Anyone? 104 of you have read my thread...I know someone must know something.

Thanks.


----------



## redman88 (Jan 6, 2009)

as i have read bright white paint is the better for reflecting light then aluminum.


----------



## Seattle_Aquarist (Mar 7, 2008)

Hi Darksome,

I believe that redman88 is correct. I believe I read that a bright white paint is the best.


----------



## Darksome (Feb 15, 2009)

I heard the same thing but don't recall where I read it, I'll try that...thanks guys.


----------



## JERP (Feb 4, 2003)

Aluminum foil is not a great reflector. Use white paint. Polished aluminum or mylar works too, but not that much better for the cost that you or the plants would notice.

Search the forums for hoppycalif and white paint reflector. There's good info. hoppycalif was an active member here for a long time.


----------



## X men (May 16, 2009)

You should ask that in Reef Central forum. The expert in that matter is SANJAY. He is a writer for Advanced aquarist com. http://www.advancedaquarist.com/issues/mar2003/feature.htm

The conclusion : LUMENARC are the best reflectors. (for HQI bulbs that is) .

The article shows that the form of a reflector is crucial. It is a myth that white paint can do the job better than polished metal shaped into the form of a well designed reflector.


----------



## redman88 (Jan 6, 2009)

X men said:


> You should ask that in Reef Central forum.

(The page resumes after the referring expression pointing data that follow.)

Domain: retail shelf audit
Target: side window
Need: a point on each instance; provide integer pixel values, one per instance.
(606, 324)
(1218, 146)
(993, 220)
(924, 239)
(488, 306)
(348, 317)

The expert in that matter is SANJAY. He is a writer for Advanced aquarist com. http://www.advancedaquarist.com/issues/mar2003/feature.htm
> 
> The conclusion : LUMENARC are the best reflectors. (for HQI bulbs that is) .
> 
> The article shows that the form of a reflector is crucial. It is a myth that white paint can do the job better than polished metal shaped into the form of a well designed reflector.


we aren't talking about well designed reflectors. we are talking about DIY reflectors for cheap. If the OP wanted a well designed reflector he/she wouldn't have asked what he/she asked.


----------



## miwoodar (Jul 9, 2009)

If you're handy...I split this project with a friend - enough to build six reflectors for $~25 each.

(Before trimming and final square up)



























I have the dwg file for the cutouts.


----------